Double Harmonic Approximation IR intensties

In summary, the conversation discusses using the double harmonic approximation to determine IR spectral intensities. The equation used for this is I=(\frac{\delta \mu}{\delta Q})^{2}\frac{\pi N_{A}}{3c^{2}}, where I is the intensity, \mu is the dipole moment, Q is the normal mode coordinate, N_{A} is Avogadro's constant, and c is the speed of light. The standard units for dipole are debye, and for mass scaled coordinates they are unit-less, resulting in the final units of debye squared.
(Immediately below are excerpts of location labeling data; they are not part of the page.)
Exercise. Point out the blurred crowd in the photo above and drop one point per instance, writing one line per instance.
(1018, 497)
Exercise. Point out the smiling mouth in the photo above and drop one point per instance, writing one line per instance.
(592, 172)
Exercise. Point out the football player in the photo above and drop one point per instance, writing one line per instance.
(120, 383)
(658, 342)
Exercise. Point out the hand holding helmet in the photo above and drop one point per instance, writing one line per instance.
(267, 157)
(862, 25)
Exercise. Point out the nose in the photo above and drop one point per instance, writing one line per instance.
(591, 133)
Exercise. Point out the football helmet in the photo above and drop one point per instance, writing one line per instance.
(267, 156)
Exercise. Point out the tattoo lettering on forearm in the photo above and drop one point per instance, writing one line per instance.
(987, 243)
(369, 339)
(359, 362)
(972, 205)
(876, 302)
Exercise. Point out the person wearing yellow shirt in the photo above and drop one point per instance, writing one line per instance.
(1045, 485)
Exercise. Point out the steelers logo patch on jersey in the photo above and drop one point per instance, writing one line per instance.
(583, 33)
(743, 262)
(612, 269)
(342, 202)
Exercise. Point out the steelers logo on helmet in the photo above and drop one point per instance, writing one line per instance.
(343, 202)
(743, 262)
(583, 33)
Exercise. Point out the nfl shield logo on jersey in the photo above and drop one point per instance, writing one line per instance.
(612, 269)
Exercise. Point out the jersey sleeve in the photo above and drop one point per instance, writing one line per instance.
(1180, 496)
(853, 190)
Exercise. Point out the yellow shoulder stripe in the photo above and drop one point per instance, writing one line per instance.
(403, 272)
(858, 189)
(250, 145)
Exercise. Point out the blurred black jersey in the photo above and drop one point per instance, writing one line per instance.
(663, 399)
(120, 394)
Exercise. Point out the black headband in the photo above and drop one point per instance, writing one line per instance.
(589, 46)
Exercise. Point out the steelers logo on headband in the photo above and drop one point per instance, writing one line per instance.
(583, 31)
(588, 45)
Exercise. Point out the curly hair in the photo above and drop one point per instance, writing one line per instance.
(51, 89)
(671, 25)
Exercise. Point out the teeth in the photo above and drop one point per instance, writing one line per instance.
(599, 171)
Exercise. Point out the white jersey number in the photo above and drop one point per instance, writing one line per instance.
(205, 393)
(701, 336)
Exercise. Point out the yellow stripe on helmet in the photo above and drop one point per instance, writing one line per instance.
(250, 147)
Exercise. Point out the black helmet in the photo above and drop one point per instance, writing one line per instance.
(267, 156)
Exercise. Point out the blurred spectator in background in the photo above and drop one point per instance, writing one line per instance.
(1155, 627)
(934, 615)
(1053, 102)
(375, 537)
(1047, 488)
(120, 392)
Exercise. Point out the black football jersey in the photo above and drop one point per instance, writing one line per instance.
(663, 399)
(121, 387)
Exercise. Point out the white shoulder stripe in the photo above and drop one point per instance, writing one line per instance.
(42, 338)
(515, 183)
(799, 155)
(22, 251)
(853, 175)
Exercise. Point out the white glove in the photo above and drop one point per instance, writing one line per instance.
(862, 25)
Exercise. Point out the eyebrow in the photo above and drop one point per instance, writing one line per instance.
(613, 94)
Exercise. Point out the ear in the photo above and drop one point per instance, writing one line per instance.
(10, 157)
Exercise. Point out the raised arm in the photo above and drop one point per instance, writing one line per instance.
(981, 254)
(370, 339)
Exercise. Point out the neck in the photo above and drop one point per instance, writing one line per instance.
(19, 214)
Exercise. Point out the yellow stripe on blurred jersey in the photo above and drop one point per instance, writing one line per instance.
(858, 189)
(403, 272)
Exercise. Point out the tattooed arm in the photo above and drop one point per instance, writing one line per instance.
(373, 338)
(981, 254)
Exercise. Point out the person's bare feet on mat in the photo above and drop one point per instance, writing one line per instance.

To convert to the desired units of km/mol, you need to multiply the equation by 6.022x10^23
  • #1
DinosaurChemi
5
0
This feels silly asking but I have a question about units using the double harmonic approximation to determine IR spectral intensities. In the double harmonic approximation the intensity is given by
the square of the derivative of the dipole with respect to a normal mode coordinate times a scaling constant. Numerically this can be done by taking let say a 0.01 step along a mass scaled coordinates. The standard units of dipole are debye and mass scaled coordinates are unit-less so total units of debye squared. The scaling factor is Avagadro's constant divided by the speed of light squared. This gets me in units of times2 current2. Intensities are reported in km/mol. If anyone can give me a little help here I would appreciate it

Again the equation is:

[itex]I=(\frac{\delta \mu}{\delta Q})^{2}\frac{\pi N_{A}}{3c^{2}}[/itex]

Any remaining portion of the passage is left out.